ReAct stands for Reasoning and Acting. It is a prompting pattern where the language model does not just respond to a message directly. Instead it goes through a structured loop until it has enough information to give a final answer.

The loop looks like this:

Thought  -->  the model reasons about what it needs to do next
Action   -->  the model picks a tool and calls it with specific arguments
Observation  -->  the model reads the tool output
Thought  -->  reasons about the observation and decides what to do next
... repeats ...
Final Answer  -->  the model has enough information, returns the response

Here is a real example of what happens inside the agent when a user types "I want organic honey under $20":

Thought: The user wants organic honey with a price constraint.
         I should search for products matching these criteria.

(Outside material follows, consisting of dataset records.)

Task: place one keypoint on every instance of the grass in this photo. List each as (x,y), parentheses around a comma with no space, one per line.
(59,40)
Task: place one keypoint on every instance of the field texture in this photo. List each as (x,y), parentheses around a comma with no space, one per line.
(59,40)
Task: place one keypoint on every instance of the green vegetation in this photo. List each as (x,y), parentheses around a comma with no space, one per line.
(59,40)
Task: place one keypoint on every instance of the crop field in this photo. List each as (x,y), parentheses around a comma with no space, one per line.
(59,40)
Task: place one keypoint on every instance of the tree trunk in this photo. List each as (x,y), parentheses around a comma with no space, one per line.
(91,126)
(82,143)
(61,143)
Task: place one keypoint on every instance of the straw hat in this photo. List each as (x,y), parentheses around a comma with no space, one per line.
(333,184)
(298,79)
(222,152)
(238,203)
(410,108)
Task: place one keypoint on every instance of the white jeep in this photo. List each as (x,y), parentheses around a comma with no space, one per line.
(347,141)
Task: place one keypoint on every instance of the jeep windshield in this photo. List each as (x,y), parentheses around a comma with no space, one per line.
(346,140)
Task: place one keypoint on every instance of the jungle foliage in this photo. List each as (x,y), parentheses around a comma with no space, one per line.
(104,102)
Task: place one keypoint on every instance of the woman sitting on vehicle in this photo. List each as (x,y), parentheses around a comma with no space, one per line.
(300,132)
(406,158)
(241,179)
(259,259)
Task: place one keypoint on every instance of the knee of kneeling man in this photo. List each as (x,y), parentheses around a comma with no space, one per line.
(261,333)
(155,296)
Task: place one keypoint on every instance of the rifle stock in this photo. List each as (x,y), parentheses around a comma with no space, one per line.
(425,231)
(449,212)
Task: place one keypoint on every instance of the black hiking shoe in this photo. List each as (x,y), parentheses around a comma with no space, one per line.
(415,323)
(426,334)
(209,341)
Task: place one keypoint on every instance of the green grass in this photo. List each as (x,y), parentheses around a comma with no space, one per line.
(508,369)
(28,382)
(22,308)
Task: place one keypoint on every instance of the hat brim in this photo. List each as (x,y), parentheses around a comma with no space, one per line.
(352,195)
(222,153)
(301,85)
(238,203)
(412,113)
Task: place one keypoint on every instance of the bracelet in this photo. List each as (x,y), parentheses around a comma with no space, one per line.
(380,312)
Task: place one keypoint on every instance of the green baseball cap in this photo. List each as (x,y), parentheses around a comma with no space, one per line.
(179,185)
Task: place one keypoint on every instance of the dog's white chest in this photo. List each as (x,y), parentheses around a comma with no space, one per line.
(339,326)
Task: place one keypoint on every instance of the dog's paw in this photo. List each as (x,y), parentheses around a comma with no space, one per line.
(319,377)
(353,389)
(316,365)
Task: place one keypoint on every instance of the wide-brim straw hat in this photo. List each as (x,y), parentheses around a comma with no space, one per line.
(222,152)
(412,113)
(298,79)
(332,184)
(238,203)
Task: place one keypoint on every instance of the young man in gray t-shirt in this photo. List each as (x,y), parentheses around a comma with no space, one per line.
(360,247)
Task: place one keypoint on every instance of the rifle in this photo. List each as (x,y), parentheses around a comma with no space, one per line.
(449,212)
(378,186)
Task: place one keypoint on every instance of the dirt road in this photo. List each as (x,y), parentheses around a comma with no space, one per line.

Action: search_products(query="honey", max_price=20.0, is_organic=True)

Observation: [{"id": 1, "name": "Organic Raw Honey", "price": 14.99, ...},
              {"id": 5, "name": "Organic Buckwheat Honey", "price": 18.99, ...},
              {"id": 7, "name": "Organic Acacia Honey", "price": 17.99, ...}]

Thought: I have 3 products. I need to get ratings for each to present to the user.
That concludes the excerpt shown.